Ascension: The Death of Spiritual Codependency
Ascension is the loneliest feast in Christianity.
Christmas gets the lights.
Easter gets the victory.
Good Friday gets the grief.
But Ascension is the moment Jesus leaves.
The disciples stand there staring into the sky like abandoned children trying to understand what just happened. One minute Christ is with them. The next minute, he is gone, and all they are left with is memory, confusion, fear, and the terrifying responsibility of continuing without him standing physically beside them.
At some point in life, everybody experiences Ascension.
It is the moment you realize the institution will not save you. The marriage will not save you. The priest will not save you. The movement will not save you. Your parents cannot protect you forever. The world is far less stable than you once believed.

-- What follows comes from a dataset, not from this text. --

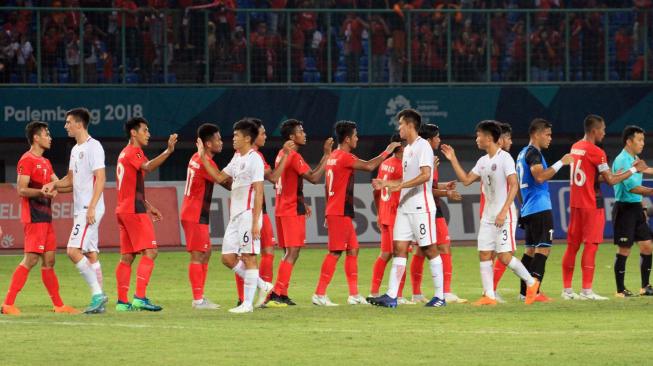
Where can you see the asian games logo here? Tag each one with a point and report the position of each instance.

Ascension is the death of spiritual codependency.
The disciples wanted Jesus to remain exactly as he had been before: physically present, solving problems, calming storms, raising the dead, explaining everything they did not understand. Instead, Christ leaves them with uncertainty and tells them to wait.
That is much harder than a miracle.
Most people want rescue. Very few want transformation.
But Christianity was never supposed to become a faith dependent upon permanent supervision. The whole point of Ascension is that humanity eventually has to grow up spiritually. The training wheels come off. Faith becomes less about control and more about trust. Less about certainty and more about presence.
That is why Ascension feels so uncomfortable.
Silence feels like abandonment to people who have only ever known God through noise, authority, performance, or power. But the Gospel keeps insisting something deeper is happening beneath the silence.
Pentecost is coming.
That matters.
Ascension is not Christ abandoning humanity. It is Christ refusing to let humanity remain emotionally and spiritually dependent forever. The disciples are being prepared for something larger than proximity. They are being prepared to carry Spirit into the world themselves.
And honestly, that is where many of us live now.
In the gap between loss and renewal. Between collapse and rebuilding. Between grief and meaning.
Waiting for whatever comes next.
The terrifying beauty of Ascension is that it refuses to romanticize that waiting. It acknowledges the loneliness honestly. It acknowledges the fear. It acknowledges the silence.
But it also insists the silence is not empty.
Sometimes the loneliest seasons of your life are not proof God has disappeared.
Sometimes they are proof you are finally being trusted to stand.